O GLOBO, n 32.324, 05/02/2022. Mundo, p. 21
Para republicanos, invasão foi ‘discurso político legítimo’
Comitê nacional do partido aprova censura a dois deputados da legenda que investigam tomada do Capitólio por trumpistas
O Partido Republicano chamou oficialmente ontem a invasão do Capitólio por turbas trumpistas em 6 de janeiro de 2021 de “discurso político legítimo”, repreendendo dois de seus parlamentares que participam da investigação do episódio e que têm condenado o motim e o papel do ex-presidente Donald Trump na divulgação das mentiras eleitorais que incentivaram a tomada do prédio.
Uma votação esmagadora do Comitê Nacional Republicano (CNR) para censurar os deputados Liz Cheney, de Wyoming, e Adam Kinzinger, de Illinois, representa o clímax em mais de um ano de oscilação do partido, que começou com líderes da sigla condenando o ataque e a conduta de Trump, para em seguida passarem a minimizar e até a negar o ocorrido.
Ontem, o partido foi mais longe ao criticar Cheney e Kinzinger por participarem da investigação da Câmara dos Deputados sobre o ataque, dizendo que faziam parte da “perseguição de cidadãos comuns envolvidos em discursos políticos legítimos”.
Foi uma declaração extraordinária sobre o ataque, que resultou em nove mortes e 150 policiais feridos após apoiadores de Trump invadirem o Capitólio na tentativa de impedir a certificação da vitória do democrata Joe Biden na eleição de 2020, incitados pelas falsas alegações do então presidente de que o pleito fora fraudado.
A resolução de censura marca o esforço mais contundente do Partido Republicano de minimizar a invasão. Ao optar por punir dois dos seus legisladores, os republicanos aparentam ter adotado uma posição que muitos deles apenas insinuaram: que o ataque e as ações que o precederam eram aceitáveis. A moção de censura ocorre dias após Trump sugerir que, se eleito em 2024, avaliaria indultar os condenados pelo ataque de 2021, pela primeira vez reconhecendo seu objetivo de “derrubar” os resultados das eleições.

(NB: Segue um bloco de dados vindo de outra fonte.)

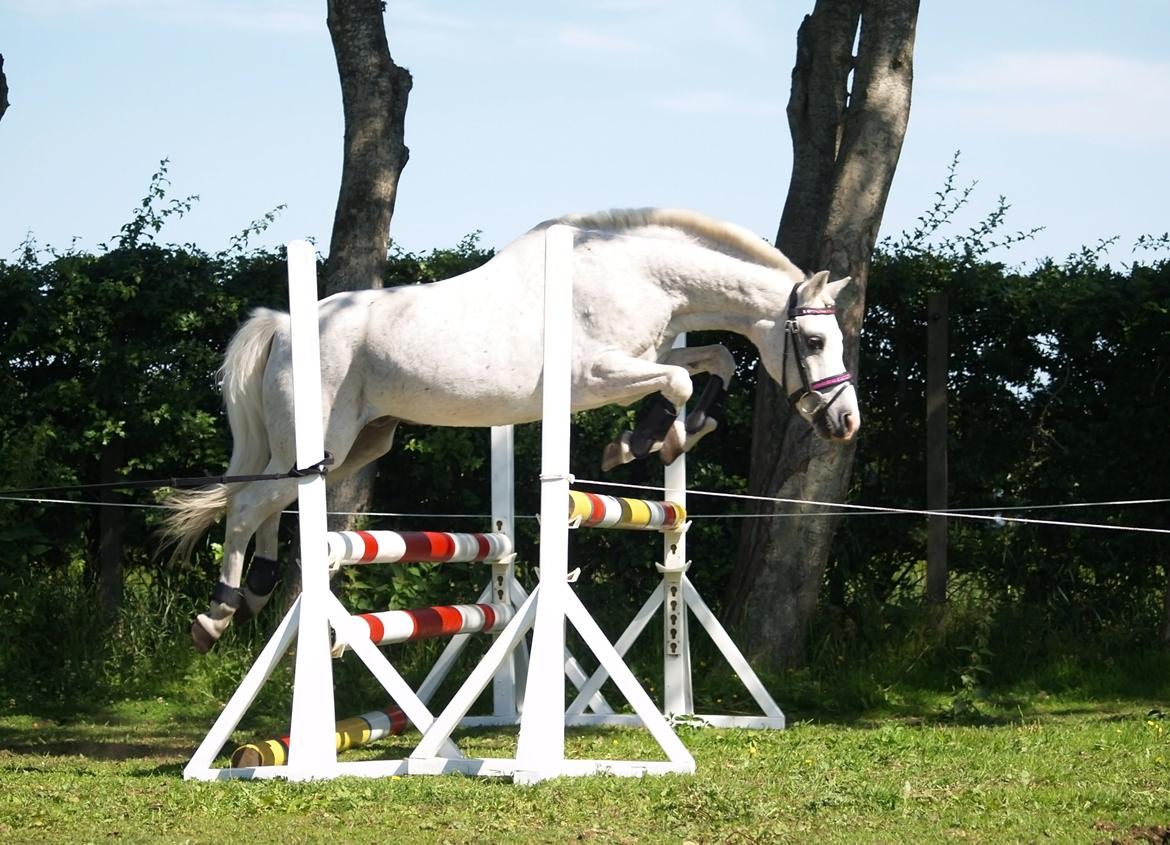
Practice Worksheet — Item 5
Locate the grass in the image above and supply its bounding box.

A resolução, cuja conteúdo foi divulgado antecipadamente pela Reuters, diz que as ações de Cheney e Kinzinger prejudicaram os esforços republicanos de reconquistar as maiorias nas duas Casas do Congresso, afirmando que o CNR “cessará imediatamente todo e qualquer apoio aos dois membros do partido.

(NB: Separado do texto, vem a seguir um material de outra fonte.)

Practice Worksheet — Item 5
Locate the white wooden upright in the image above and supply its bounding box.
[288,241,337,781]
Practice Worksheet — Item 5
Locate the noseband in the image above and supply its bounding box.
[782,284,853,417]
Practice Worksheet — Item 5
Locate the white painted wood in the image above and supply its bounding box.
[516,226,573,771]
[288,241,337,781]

Na prática, a medida facilita ao aparato republicano abandonar Cheney —que pretende buscar a reeleição este ano —e investir seu dinheiro e influência na sua principal desafiante nas primárias, Harriet Hageman, alinhada a Trump. Kinzinger já anunciara que não tentará se reeleger.
‘REFÉNS DE TRUMP’
Cheney disse que os líderes do partido “se tornaram reféns voluntários” de Trump. “Não reconheço aqueles do meu partido que abandonaram a Constituição para abraçar Donald Trump”, afirmou a deputada na quinta-feira. “A História os julgará. Nunca vou parar de lutar por nossa república constitucional”
Já Kinzinger disse que não se arrepende “da decisão de manter meu juramento de posse e defender a Constituição”.
Ontem, a maioria dos republicanos na Câmara tentou ignorar a resolução, não respondendo a perguntas. Os democratas, por outro lado, ficaram furiosos.
— O Partido Republicano está tão perdido que descreve uma tentativa de golpe e uma insurreição mortal como expressão política —criticou o deputado Jamie Raskin, de Maryland, membro da comissão da Câmara que investiga a invasão do Capitólio.